Treating any random act of indiscretion as seditious has no place in a democracy
The propensity of elected governments to trample individual freedoms has been normalised to an absurd extent. In the current climate of high-pitched nationalism, glaring violations of basic rights are being dismissed as routine. Yet another case in point is the arrest and prolonged detention of Imphal-based journalist Kishorechandra Wangkhem under the draconian sedition law and National Security Act (NSA) for criticising the Manipur Chief Minister N Biren Singh as a “puppet” of Hindutva and using allegedly “obscene” language against the CM and the Prime Minister. The journalist was booked under Section 124A of the IPC, pertaining to sedition, and subsequently under the NSA. He was sacked from the local television channel that he worked for and spent months in prison where he fell seriously ill. The Manipur High Court has ordered his release. Such excesses have become commonplace. To take only a recent instance, former JNU student union president Kanhaiya Kumar, the candidate for the Communist Party of India (CPI) in Bihar’s Begusarai, is facing charges of sedition for being part of the students’ assembly that chanted allegedly seditious slogans.
The law on sedition has an egregious history. It goes back to the amendment in the Indian Penal Code during the British era to broaden the ambit of Section 124A taking into account the iconic trial of Bal Gangadhar Tilak. Defending the amendment, member-in-charge of the Bill (Mr Chalmers) said: “Language may be tolerated in England which it is unsafe to tolerate in India because in India it is apt to be transformed into action instead of passing off as harmless gas.” Since then sedition has been outlawed in the UK, but is commonly used here. It is being staunchly defended by the ruling BJP which has termed the Congress’s manifesto promise of repealing Section 124A as an effort to endanger national security. What passed off as “gas” in the more developed part of the world over a century back continues to be seditious and dangerous in today’s India.

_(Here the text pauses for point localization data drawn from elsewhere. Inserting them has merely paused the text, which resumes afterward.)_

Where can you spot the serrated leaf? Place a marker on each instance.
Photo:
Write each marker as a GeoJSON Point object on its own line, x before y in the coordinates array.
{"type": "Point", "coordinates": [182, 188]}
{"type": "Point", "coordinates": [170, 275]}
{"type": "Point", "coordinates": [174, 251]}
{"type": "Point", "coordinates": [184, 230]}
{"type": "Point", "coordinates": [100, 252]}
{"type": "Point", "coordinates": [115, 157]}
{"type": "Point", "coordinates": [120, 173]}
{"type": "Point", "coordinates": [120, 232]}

In the Constitution and in the Constituent Assembly debates, a majority of the members had resisted the inclusion of the term “sedition” in the exceptions in Article 19(2) to the freedom of speech and expression, guaranteed under Article 19(1)(a). While the Supreme Court has, in Kedar Nath Singh case of 1962, upheld the Constitutional validity of 124A, it has severely restricted its application. However, since this law is open to misuse, it should have no place in the rulebook. Apart from sedition, defamation should be treated as a civil rather than criminal offence. The State should be made to compensate for wrong convictions. In the Malleshwaram bomb blast case of April 2013, Bengaluru police released three accused after failing to prove charges. The Karnataka State Human Rights Commission had sought compensation from the State for wrongful incarceration, setting a precedent for State accountability.